Prototype at a glance
– Spectral channels: 25
– Spectral range: 440–800 nm
– Resolution: 1304 × 744 pixels (approximately 1 MP)
– Field of view: about 50°
– Output: high-definition video with per-pixel spectral data
Why it matters
– Smartphone imaging: Over eight times more color channels than RGB enables richer photos, better scene understanding, and new computational photography tricks.
– Health and skincare: Noninvasive assessment of skin features and conditions thanks to spectral analysis beyond visible color.
– Agriculture and food quality: Instant checks for plant health, contamination, and ripeness on the spot.
– Security and vision systems: More robust recognition in challenging light, with spectral cues that resist spoofing.
– Space, drones, and industry: Because the images are compressed at capture, files are smaller and faster to transmit—ideal for satellites, UAVs, and remote monitoring.
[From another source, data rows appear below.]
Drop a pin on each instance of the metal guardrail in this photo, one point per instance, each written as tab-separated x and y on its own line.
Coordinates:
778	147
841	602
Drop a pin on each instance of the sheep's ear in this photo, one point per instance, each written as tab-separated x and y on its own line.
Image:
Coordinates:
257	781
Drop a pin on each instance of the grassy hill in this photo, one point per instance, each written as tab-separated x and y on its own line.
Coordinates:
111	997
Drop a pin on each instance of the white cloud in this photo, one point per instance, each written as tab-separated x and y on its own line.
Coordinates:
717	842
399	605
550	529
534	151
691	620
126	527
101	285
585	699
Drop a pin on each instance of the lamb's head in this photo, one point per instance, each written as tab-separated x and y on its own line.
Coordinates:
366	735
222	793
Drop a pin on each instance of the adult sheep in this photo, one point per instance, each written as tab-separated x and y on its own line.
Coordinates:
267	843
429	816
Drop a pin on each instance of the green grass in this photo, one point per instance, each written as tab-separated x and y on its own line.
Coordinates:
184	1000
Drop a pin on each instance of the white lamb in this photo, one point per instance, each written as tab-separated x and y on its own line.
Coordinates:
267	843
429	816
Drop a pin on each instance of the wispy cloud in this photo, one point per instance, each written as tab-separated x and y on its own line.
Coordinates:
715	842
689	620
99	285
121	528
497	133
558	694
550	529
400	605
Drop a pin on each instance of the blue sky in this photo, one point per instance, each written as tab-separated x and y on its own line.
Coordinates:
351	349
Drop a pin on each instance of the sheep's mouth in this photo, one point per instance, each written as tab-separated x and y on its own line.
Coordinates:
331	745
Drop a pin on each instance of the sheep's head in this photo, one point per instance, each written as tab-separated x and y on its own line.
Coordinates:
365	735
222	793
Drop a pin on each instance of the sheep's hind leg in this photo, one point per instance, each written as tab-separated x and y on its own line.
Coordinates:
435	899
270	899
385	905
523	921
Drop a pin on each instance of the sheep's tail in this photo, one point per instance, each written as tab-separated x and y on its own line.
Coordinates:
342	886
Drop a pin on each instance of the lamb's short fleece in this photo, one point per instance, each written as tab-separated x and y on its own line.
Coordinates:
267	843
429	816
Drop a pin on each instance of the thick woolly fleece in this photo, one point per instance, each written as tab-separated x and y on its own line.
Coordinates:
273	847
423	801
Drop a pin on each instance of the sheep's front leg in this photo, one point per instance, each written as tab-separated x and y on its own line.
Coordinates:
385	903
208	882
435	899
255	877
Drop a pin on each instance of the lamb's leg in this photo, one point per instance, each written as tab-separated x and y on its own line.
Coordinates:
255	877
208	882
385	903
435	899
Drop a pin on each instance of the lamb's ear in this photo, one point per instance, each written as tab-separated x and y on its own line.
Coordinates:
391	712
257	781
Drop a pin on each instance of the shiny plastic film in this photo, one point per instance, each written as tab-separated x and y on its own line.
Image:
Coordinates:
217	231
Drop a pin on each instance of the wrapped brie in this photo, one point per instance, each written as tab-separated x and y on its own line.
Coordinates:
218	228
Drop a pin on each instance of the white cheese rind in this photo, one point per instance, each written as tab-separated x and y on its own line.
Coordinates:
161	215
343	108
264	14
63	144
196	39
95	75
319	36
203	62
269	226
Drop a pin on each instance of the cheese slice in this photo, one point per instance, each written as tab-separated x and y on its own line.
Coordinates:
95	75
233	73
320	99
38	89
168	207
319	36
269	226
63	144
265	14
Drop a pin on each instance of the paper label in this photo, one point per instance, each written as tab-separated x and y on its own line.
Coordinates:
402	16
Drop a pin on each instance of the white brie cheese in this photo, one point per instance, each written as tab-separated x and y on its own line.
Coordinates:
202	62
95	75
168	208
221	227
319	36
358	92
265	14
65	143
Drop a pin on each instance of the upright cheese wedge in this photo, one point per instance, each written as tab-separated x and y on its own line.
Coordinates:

Lower size and cost could accelerate adoption across sectors.
Published in the journal Optica, this design shows how a nanoscale diffractive filter and smart reconstruction algorithms can turn a standard sensor into a powerful hyperspectral imager. If brought to market, it could democratize a technology once limited to labs and specialized equipment, bringing advanced spectral vision to smartphones and countless connected cameras.